Total Hip Replacement (THR) is a surgical procedure that is arguably the most effective in all of medicine. In the right individual it can dramatically change a persons life providing improvements in pain relief and quality of life in a very cost effective way. 34,000 hip replacements were performed in Australia in 2010 and this number is increasing slowly each year.
Indications for Total Hip Replacement
THR is potentially indicated when the normal surfaces of a hip joint have been damaged irretrievably. The common causes for this are:
- Osteoarthritis – a degenerative “wear and tear” condition seen generally in adults over the age of 50 years.
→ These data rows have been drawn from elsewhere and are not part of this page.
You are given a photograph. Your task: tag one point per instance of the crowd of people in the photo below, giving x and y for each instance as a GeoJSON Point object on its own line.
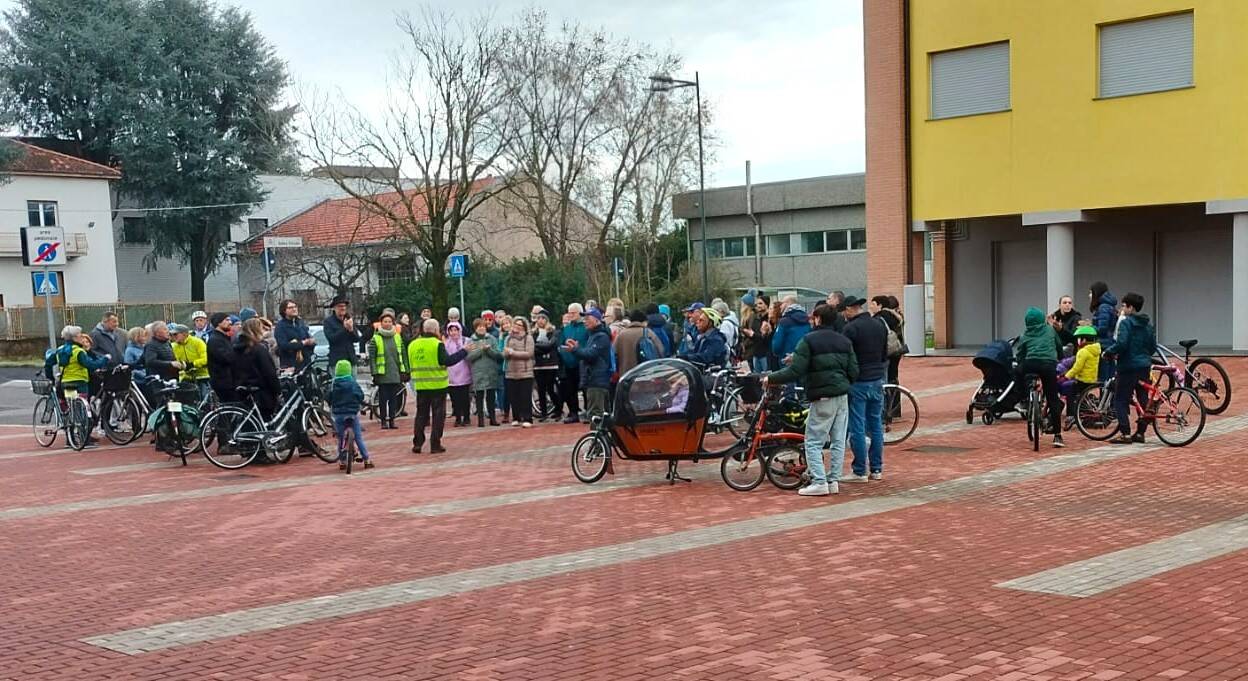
{"type": "Point", "coordinates": [499, 367]}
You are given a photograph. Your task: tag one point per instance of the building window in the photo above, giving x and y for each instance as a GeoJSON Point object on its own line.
{"type": "Point", "coordinates": [396, 270]}
{"type": "Point", "coordinates": [41, 213]}
{"type": "Point", "coordinates": [1147, 55]}
{"type": "Point", "coordinates": [134, 230]}
{"type": "Point", "coordinates": [971, 80]}
{"type": "Point", "coordinates": [811, 242]}
{"type": "Point", "coordinates": [778, 245]}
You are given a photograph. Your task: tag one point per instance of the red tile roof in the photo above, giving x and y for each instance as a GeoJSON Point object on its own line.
{"type": "Point", "coordinates": [43, 161]}
{"type": "Point", "coordinates": [348, 221]}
The cartilage cushioning layer on the surface of the ball and socket of the hip wear away leaving “bone on bone” contact causing pain and stiffness.
- Inflammatory Arthritis (eg Rheumatoid Arthritis) – an auto-immune disease where the synovial lining of the joint becomes chronically inflamed and the cartilage surfaces of the hip joint become progressively destroyed.
- Avascular Necrosis of the Hip – an unusual condition where the blood supply to the ball of the joint fails leading to collapse of the bone directly beneath the joint surface. This leads to destruction of the smooth joint surface of the ball.
- Fracture of the Hip – very occasionally the fracture is such that hip replacement is indicated.
These conditions cause hip girdle pain and stiffness. This generally affects all weight bearing activity including walking, standing and all manner of recreational activity, rising from a seated position and tasks that involve bending such as getting shoes and socks on and off. If conservative treatment in the form of medications, changes in everyday activities, weight reduction if appropriate and the use of walking aids do not help the pain and stiffness, then hip replacement may be appropriate. In these circumstances hip replacement can provide pain relief, increase in hip motion and allow a return to normal daily activities including some simple exercise/recreations. Hip replacement surgery however is generally last resort treatment in a patient who has severe symptoms, advanced “bone on bone” disease in whom there is little prospect of improvement.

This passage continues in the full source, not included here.